FRIDAY: SF Indie Fest continues here with filmmaker Tara Wray revisiting the mom who threatened to kill her in Manhattan, Kansas 4:30 p.m. Indie drama — A Ripple in the World (Cho) 7 p.m. Indie drama — The Substance of Things Hoped For (Morgan) 9:30 p.m.

SATURDAY: Indie Fest — Cutting Edge noon. Polk Street hustlers seek a 25 Cent Preview (Amini) 2:15 p.m. Ecstasy revisited in Rolling (Saleebey) 4:30 p.m. In 2097, it's The Beach Party at the Threshold of Hell (Gillette and Wheatley) 7 p.m. Gross-out thy neighbors at Neighborhood Watch (Whifler) 9:30 p.m.

SUNDAY: Indie Fest — Pile into the Mojave Phone Booth (Putch) noon. A Ripple in the World 2:15 p.m. "Special (Creepy) Talents" (shorts) 4:30 p.m. Love meets technology LOL (Swanberg) 7 p.m. Who watches horror films? Ask S & Man (Petty) 9:30 p.m.

YERBA BUENA CENTER FOR THE ARTS
701 Mission (at Third Street, in Yerba Buena Gardens), 978-2787, www.YerbaBuenaArts.org. $8 save as noted. This venue's Screening Room is a home for film and video programs of all sorts.

WEDNESDAY (Feb. 14): A documentary on anti-colonialist theorist Frantz Fanon: Black Skin, White Mask (Isaac Julien, 1996) 7:30 p.m.

THURSDAY (Feb. 15): "Lolita in Full Bloom," a series on 1980s Japanese teen heroines, screens Typhoon Club (Shinji Somao, 1985), "a Japanese Breakfast Club" 7:30 p.m.
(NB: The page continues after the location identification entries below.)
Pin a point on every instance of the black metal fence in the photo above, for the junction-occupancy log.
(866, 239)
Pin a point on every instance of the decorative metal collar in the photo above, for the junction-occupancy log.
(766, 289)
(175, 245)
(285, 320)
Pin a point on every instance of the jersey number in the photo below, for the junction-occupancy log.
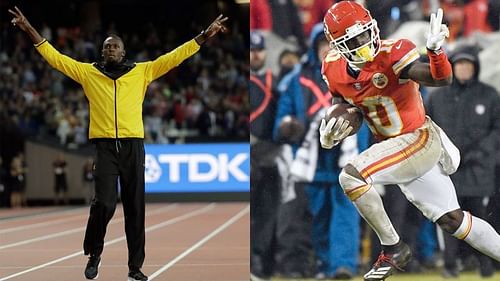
(384, 115)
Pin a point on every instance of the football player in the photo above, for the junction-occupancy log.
(381, 78)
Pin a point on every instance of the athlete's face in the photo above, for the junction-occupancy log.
(113, 50)
(257, 59)
(323, 48)
(463, 70)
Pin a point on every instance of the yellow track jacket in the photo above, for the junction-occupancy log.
(116, 105)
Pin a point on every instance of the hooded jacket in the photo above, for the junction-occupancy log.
(300, 99)
(469, 113)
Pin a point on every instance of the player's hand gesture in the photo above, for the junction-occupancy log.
(333, 132)
(437, 31)
(216, 26)
(19, 19)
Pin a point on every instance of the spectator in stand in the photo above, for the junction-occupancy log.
(311, 12)
(260, 16)
(60, 180)
(287, 24)
(4, 196)
(469, 111)
(16, 182)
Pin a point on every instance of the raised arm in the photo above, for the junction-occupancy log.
(438, 71)
(23, 23)
(70, 67)
(166, 62)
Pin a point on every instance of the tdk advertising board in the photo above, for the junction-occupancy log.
(198, 168)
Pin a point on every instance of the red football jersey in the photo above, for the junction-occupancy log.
(392, 106)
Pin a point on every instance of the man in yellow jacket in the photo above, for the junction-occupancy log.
(115, 89)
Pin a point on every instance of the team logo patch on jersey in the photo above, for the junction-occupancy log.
(380, 80)
(480, 109)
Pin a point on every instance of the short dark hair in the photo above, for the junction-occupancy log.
(114, 36)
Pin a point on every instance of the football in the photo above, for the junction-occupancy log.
(348, 112)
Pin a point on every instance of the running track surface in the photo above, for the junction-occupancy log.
(184, 242)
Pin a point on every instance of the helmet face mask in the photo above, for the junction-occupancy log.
(352, 32)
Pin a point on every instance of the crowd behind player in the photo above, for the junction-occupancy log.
(206, 97)
(269, 25)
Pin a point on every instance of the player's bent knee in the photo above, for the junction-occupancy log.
(451, 221)
(353, 184)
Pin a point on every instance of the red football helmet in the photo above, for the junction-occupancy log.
(352, 31)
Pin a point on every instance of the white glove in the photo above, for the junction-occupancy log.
(437, 31)
(333, 132)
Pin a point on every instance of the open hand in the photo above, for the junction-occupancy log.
(216, 26)
(333, 132)
(19, 19)
(437, 31)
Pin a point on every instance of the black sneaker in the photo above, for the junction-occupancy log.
(387, 263)
(92, 268)
(136, 275)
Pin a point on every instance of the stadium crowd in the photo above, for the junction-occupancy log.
(205, 99)
(287, 245)
(206, 96)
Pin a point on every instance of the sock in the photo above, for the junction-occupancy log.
(480, 235)
(371, 208)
SATURDAY (Feb. 17): Teen idol Satomi Kobayashi plays a teen boy trapped in a girl's body in Exchange Students (Nobuhiko Obayashi, 1982) 7:30 p.m.
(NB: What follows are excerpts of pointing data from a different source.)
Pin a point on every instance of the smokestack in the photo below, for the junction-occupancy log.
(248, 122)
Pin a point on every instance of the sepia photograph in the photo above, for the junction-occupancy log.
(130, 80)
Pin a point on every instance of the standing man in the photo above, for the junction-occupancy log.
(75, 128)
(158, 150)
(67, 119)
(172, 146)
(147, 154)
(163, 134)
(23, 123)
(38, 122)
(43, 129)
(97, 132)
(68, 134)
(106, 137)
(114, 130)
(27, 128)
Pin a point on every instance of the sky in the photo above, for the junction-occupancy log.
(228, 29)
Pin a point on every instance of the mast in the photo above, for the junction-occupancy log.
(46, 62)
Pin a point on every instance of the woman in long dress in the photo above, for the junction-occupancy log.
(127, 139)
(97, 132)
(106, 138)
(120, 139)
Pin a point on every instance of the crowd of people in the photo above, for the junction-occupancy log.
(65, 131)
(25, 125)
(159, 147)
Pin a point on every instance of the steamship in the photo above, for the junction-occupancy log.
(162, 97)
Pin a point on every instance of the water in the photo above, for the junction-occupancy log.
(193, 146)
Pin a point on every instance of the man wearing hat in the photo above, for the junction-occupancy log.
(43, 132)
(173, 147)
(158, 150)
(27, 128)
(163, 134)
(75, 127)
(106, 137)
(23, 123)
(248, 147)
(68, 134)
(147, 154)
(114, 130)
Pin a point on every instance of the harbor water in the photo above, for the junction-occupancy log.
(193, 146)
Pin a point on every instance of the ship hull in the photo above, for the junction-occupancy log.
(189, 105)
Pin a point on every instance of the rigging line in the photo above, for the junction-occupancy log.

SUNDAY (Feb. 18): S.F. Cinematheque presents "Oppositional and Stigmatized" a program of 1960s taboo-busters including Christmas on Earth (Barbara Rubin), Blow Job (Andy Warhol), Hermes Bird (James Broughton) and more 7:30 p.m.

FILM NOTES
A launch party for the San Francisco International Asian American Film Festival is this Thursday, Feb. 15, at 111 Minna Gallery, 111 Minna Street, San Francisco, from 8 p.m. to midnight. Three bands, live music, $5... Niles Essanay Silent Film Museum offers a Mid-Winter Comedy Festival this weekend, Feb. 16-18, with many great programs. See www.nilesfilmmuseum.org for the schedule... New York film maker Jem Cohen lectures at the San Francisco Art Institute, 800 Chestnut St., San Francisco, on Monday Feb. 19 at 7:30 p.m.